Invasive changes that need to be performed on the RabbitMQ cluster should be implemented via rolling upgrades.

Approach

In a first step, an additional node with the changed configuration is added to the cluster. Afterwards, nodes are reconfigured one-by-one. Finally, the additional node is removed again.

Test-running the changed configuration on an additional node will prevent certain problems from being visible to production clients because the additional node is not used by them:

  • configuration changes that prevent the RabbitMQ service from coming up will not result in a degraded cluster
  • configuration changes that prevent the RabbitMQ node from joining the cluster will not result in lost messages
  • configuration changes that prevent clients from connecting to the RabbitMQ node can be detected in isolation

Alternative approaches

The additional node is not strictly necessary. Any changes can also be performed directly on the production nodes. The following aspects should be kept in mind in that case.

Any configuration changes that prevent the RabbitMQ service from restarting will result in a node being offline for RabbitMQ consumers. By default, clients will round-robin through all configured nodes until they are successful, so in practice this shouldn’t be a problem.

While a node is offline, the cluster will be running in a degraded state. As e.g. automatic updates of the other nodes are still enabled, the cluster could degrade further because of e.g. nodes rebooting for offline update installations.

Any configuration changes that will result in a running RabbitMQ node that is not joined with the cluster (split cluster) will result in listening clients connecting successfully, but not being able to consume messages. More importantly, any messages sent to the node will not be synchronized to the cluster and effectively be lost.

Steps

  1. Create a new RabbitMQ node in us-east-1d and join it to the cluster via

    PLAYBOOK_NAME=aws-arr-rabbitmq-instance \
        ./ansible_deploy.sh \
        --extra-vars '{"rabbitmq_instances": ["us-east-1d"]}' \
        --limit arr-cki-prod-rabbitmq-us-east-1d,localhost \
        --skip-tags qualys
    

    The Qualys cloud agent installation can be skipped via --skip-tags qualys if dnf is not available locally.

  2. Log into the RabbitMQ management console. Ensure that there are now four nodes in the cluster. Determine the status of the newly joined node by searching for the node with the lowest uptime.

  3. One-by-one, implement the changes on the RabbitMQ nodes. Ensure that a changed node is healthy and completely synced to the cluster after being restarted before continuing with the next node.

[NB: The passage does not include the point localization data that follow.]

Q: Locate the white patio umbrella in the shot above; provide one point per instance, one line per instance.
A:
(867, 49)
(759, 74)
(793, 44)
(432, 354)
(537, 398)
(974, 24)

  4. To remove the additional node in us-east-1d, drain it first via

    ansible_ssh.sh arr-cki-prod-rabbitmq-us-east-1d \
        sudo rabbitmq-upgrade drain
    

    In the AWS console, disable termination protection of the EC2 instance via actions -> instance settings -> change termination protection. Then terminate it via instance state -> terminate instance.

    To remove the node from the cluster, get the lists of cluster nodes via

    ansible_ssh.sh arr-cki-prod-rabbitmq-us-east-1a \
        sudo rabbitmqctl cluster_status
    

    Compare the Disk Nodes and Running Nodes lists to find the name of the terminated additional node, and remove it from the cluster via

    ansible_ssh.sh arr-cki-prod-rabbitmq-us-east-1a \
        sudo rabbitmqctl forget_cluster_node rabbit@ip-123-45-67-89.ec2.internal
    
  5. In the RabbitMQ management console, ensure that there are only three nodes shown.